Wednesday, July 2, 2025

Diana Petrov | Yet Another Family Drama / 2025

the mother who loved the fact that her son was a faggot

by Douglas Messserli

 

Diana Petrov (screenwriter and director) Yet Another Family Drama / 2025 [20 minutes] 


Mamma (Stanka Kalcheva) breaks into her son Georgi’s (Delyan Iliev) apartment in the midst of his gay tryst with a “one night stand” (Plamen Kanev) in Bulgarian director Diana Petrov’s cinematic investigation into a motherly love that borders on—if the film’s cabaret act is to be believed—and in the past has included incest.


     Although she reports she has come to tell Georgi of his father’s death, it is clear that she plans to move into Georgi’s grandmother’s former apartment with her son, despite the presence of a young man in his bed, who she insists leave the place immediately. The son comforts his lover by suggesting that his mother will soon be leaving.


     The son drinks, slams a bottle of liquor to the floor, refuses to touch any of the breakfast she has served up, puts his mother’s suitcase in the hall, and demands that his night-time lover simply ignore her.

      In the end, however, the lover dresses and leaves for the office, while the mother can be seen showering and comforting her son. There is evidently no escape from her, her love being devouring and implacable.


   Petrov, who infuses her more realist drama with outrageous cabaret acts, and psychological visions of the son’s attempt to escape his mother, describes her layered “drama” as representing three different aspects of her central figure:

 

“The movie aims to draw a three-sided portrait of its protagonist, Georgi. The first layer shows Georgi in his safe space—a wide, idyllic landscape where he feels happy and free—until his mother appears, shattering the serenity of his dream.

    The second layer, the predominant part of the film, is set in his apartment. Here, we are confined to a small, dark space, mirroring how Georgi perceives his life in reality. His dreams and hopes transform into frustrations as he struggles to achieve even a fraction of his aspirations.

    The third and final layer is a cabaret performance, representing how a complete stranger might perceive Georgi and his relationship with his mother. With bright colors and campy décor, the scene parodies everything we've witnessed so far, suggesting deeper insights into the mother’s feelings for Georgi. The song's lyrics heighten the grotesque nature of the performance by emphasizing the sexual undertones of the mother-son relationship—a subject rarely explored in Bulgarian cinema.”
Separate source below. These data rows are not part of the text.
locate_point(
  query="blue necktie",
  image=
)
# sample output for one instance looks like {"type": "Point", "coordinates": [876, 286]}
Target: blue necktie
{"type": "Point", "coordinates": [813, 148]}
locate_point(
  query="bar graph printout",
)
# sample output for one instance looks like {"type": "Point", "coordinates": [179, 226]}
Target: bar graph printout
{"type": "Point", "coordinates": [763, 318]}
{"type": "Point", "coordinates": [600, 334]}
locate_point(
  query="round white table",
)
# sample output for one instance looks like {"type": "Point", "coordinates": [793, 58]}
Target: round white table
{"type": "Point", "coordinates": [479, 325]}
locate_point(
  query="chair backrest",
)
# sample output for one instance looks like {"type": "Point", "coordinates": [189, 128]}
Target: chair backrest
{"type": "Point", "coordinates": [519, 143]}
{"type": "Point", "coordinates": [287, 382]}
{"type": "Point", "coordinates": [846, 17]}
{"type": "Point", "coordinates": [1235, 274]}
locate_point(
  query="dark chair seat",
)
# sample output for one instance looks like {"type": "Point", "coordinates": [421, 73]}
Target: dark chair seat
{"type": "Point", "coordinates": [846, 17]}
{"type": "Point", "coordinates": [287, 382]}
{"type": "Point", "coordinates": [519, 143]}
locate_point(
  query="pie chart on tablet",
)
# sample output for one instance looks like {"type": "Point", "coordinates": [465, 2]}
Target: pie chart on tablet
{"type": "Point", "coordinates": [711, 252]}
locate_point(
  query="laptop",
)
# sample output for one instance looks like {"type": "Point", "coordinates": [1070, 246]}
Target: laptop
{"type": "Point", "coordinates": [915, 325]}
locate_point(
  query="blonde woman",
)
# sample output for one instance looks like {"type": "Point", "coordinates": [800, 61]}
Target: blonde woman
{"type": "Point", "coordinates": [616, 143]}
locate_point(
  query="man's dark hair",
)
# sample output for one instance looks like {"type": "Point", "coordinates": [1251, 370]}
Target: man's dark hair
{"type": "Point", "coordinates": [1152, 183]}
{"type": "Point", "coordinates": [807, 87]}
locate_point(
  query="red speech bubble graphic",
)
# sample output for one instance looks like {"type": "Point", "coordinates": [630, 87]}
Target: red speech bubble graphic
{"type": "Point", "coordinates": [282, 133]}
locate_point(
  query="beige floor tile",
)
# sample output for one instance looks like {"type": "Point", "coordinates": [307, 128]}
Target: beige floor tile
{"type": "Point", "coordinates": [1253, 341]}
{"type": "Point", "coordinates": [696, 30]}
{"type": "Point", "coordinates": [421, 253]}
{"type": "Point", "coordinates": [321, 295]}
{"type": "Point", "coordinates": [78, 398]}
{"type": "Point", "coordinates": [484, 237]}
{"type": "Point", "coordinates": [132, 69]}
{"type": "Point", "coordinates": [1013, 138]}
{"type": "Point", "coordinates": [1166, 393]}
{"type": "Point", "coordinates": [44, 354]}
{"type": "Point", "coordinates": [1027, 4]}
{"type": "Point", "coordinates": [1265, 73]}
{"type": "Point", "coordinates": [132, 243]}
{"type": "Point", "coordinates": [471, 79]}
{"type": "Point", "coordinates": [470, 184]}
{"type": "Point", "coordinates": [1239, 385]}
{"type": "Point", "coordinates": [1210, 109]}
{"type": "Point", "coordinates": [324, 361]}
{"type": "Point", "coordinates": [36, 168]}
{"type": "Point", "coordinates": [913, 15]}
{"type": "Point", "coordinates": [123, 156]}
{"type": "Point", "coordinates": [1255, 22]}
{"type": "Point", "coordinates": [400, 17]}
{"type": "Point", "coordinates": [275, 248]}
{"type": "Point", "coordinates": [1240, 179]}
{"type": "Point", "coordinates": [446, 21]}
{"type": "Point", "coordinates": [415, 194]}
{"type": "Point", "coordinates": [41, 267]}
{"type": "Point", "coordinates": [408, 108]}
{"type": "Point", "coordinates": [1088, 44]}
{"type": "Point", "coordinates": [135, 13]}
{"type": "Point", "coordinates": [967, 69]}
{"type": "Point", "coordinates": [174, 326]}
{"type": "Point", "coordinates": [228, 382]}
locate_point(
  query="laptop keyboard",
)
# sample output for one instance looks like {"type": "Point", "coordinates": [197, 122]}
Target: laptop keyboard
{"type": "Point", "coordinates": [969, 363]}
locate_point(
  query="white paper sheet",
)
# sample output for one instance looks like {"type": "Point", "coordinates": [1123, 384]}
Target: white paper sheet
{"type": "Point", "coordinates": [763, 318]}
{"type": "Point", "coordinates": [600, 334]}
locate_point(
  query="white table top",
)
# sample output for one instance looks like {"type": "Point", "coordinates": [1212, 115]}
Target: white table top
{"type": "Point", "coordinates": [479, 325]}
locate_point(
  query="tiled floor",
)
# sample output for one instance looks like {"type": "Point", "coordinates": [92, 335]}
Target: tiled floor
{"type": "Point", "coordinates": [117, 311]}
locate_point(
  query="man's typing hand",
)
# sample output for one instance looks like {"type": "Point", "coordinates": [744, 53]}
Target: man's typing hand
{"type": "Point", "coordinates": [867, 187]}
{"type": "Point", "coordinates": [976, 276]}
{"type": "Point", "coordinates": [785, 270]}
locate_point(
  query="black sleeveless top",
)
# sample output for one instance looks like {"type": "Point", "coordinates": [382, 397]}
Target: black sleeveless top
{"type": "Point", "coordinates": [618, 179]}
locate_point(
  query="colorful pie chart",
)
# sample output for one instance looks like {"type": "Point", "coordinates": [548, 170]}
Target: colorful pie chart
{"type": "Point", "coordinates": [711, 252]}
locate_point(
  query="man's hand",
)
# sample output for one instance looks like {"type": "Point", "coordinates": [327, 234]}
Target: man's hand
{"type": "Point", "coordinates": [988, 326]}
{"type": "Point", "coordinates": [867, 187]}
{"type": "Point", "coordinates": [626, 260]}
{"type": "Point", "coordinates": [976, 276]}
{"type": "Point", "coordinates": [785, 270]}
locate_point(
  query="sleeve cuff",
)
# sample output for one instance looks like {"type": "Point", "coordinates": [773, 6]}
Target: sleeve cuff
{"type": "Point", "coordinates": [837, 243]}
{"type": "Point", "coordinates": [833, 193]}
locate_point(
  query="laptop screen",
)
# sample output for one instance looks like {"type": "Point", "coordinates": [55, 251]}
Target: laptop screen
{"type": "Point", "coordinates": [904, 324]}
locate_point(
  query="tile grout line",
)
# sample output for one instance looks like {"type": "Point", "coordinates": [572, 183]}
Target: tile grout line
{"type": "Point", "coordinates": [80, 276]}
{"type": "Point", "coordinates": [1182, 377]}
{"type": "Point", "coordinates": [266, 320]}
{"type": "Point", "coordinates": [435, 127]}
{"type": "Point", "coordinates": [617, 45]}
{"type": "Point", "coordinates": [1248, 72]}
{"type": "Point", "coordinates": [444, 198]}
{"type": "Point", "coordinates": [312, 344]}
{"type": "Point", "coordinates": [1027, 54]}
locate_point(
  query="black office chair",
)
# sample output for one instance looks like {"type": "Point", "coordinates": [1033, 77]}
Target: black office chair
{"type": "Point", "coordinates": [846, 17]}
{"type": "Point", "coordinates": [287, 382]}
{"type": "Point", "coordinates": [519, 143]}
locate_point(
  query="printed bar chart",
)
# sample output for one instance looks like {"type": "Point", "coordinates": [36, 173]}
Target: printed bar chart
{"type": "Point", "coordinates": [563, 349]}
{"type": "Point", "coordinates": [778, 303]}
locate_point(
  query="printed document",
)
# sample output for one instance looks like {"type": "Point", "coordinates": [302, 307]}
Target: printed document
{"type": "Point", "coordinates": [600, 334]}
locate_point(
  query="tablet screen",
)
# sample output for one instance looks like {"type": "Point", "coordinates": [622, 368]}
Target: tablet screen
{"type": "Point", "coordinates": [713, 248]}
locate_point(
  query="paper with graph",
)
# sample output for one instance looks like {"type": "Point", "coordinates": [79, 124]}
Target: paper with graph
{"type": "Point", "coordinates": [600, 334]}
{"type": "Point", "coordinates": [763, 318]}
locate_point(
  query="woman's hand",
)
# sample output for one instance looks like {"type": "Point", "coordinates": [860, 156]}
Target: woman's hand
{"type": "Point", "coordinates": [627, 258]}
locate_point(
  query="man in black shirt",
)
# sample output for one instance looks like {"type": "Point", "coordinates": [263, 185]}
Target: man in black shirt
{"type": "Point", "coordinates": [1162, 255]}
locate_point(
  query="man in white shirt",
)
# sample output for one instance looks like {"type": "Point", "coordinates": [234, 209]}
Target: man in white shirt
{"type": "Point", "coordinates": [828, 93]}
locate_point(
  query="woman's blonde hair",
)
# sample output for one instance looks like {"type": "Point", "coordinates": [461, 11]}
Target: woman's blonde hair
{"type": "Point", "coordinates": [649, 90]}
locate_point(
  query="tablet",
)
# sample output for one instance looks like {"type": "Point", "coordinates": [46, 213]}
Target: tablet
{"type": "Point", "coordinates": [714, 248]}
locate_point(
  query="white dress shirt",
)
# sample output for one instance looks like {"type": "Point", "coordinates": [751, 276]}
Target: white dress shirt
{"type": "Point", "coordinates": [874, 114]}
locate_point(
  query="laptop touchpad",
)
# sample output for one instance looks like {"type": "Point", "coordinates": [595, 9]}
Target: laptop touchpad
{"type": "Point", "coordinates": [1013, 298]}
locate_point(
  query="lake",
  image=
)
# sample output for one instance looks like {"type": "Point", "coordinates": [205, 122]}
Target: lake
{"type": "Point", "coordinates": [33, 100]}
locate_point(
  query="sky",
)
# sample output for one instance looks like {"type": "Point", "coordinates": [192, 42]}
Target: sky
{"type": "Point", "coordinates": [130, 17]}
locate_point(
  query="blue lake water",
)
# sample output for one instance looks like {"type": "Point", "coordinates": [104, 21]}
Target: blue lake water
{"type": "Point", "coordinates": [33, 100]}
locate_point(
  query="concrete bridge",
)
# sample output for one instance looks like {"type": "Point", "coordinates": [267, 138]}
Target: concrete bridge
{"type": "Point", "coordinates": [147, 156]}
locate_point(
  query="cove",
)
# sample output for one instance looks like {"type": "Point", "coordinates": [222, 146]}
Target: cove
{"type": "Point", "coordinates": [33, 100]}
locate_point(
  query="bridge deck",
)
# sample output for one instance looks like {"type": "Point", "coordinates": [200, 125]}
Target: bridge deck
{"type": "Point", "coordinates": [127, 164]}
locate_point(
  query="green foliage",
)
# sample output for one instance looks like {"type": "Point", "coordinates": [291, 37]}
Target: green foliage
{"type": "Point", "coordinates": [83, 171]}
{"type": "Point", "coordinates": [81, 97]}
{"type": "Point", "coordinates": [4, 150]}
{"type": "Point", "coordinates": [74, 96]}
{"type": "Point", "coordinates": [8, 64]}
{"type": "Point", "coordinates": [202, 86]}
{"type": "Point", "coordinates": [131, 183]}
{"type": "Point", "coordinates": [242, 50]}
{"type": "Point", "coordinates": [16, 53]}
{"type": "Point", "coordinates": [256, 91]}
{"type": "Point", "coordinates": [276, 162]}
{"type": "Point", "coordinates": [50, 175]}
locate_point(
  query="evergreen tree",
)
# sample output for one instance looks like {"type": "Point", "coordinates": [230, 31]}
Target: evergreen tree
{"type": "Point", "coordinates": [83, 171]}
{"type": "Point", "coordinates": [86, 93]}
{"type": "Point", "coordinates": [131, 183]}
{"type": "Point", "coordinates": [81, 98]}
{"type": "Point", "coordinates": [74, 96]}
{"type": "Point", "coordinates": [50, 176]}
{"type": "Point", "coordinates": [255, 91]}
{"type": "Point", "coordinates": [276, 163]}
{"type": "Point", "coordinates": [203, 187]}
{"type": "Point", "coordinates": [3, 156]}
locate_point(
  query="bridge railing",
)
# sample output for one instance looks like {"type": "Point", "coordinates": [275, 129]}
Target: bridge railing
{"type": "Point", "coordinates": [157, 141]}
     It is perhaps the spritely cabaret scene with which this film ends, however, that most engages the viewer, as what he have just witnessed is played out by Kanev in drag with a dummy representing the long-abused son, whose behavior as a “faggot” is perhaps what keeps the “naughty boy” close to her heart; she is obviously the only woman he can truly love. And she, clearly, has preferred loving the son instead of his father.

      The lyrics of the cabaret song, say it all:

 

“This beloved son of mine…

I will spank him so hard…

He pretends to be so great…

But he’s just another…

Faggot.”

 

    The only thing that makes this short film untenable to me is that Petrov seems to presume that

queer male behavior has its roots in the mother’s attentions to her son, and is a psychological condition that has grown around those incestual relationships; in fact, we have learned increasingly over the years that being gay, transgender, bisexual, or whatever is primarily biological, something we carry within us from birth, not learned primarily through nurture, although certainly this mother may have helped to foster her son’s queerness.  

     But here the presumption is that the son has sought out gay men since his relationship with women is caught up with the horror of incestual attentions from his mother, and accordingly, it is the mother’s “fault.” But there is no “fault” or even “choice” in being gay; it is merely another manner of sexual behavior, existing also in numerous other animal species.

     Even brilliant minds such as that of David Antin have not yet come to that realization. David once confided to Howard that he saw no problem with anyone choosing the “life style” we had chosen. Howard briefly attempted to explain to him that being gay was not a chosen life style, but something that chose you and was accepted by most individuals only with much suffering and pain for being different from the majority of human beings.

     Think of this way. I have green eyes. Only 2% of the world’s population are blessed with such a coloring of the eye, yet no one has ever told me that I was strange for having such a pigment difference. According to the 2024 Gallup poll, the percentage of those US citizens who identify as something other than straight or heterosexual has now risen to about 7.7%.

 

Los Angeles, July 2, 2025

Reprinted from My Gay Cinema blog (July 2025).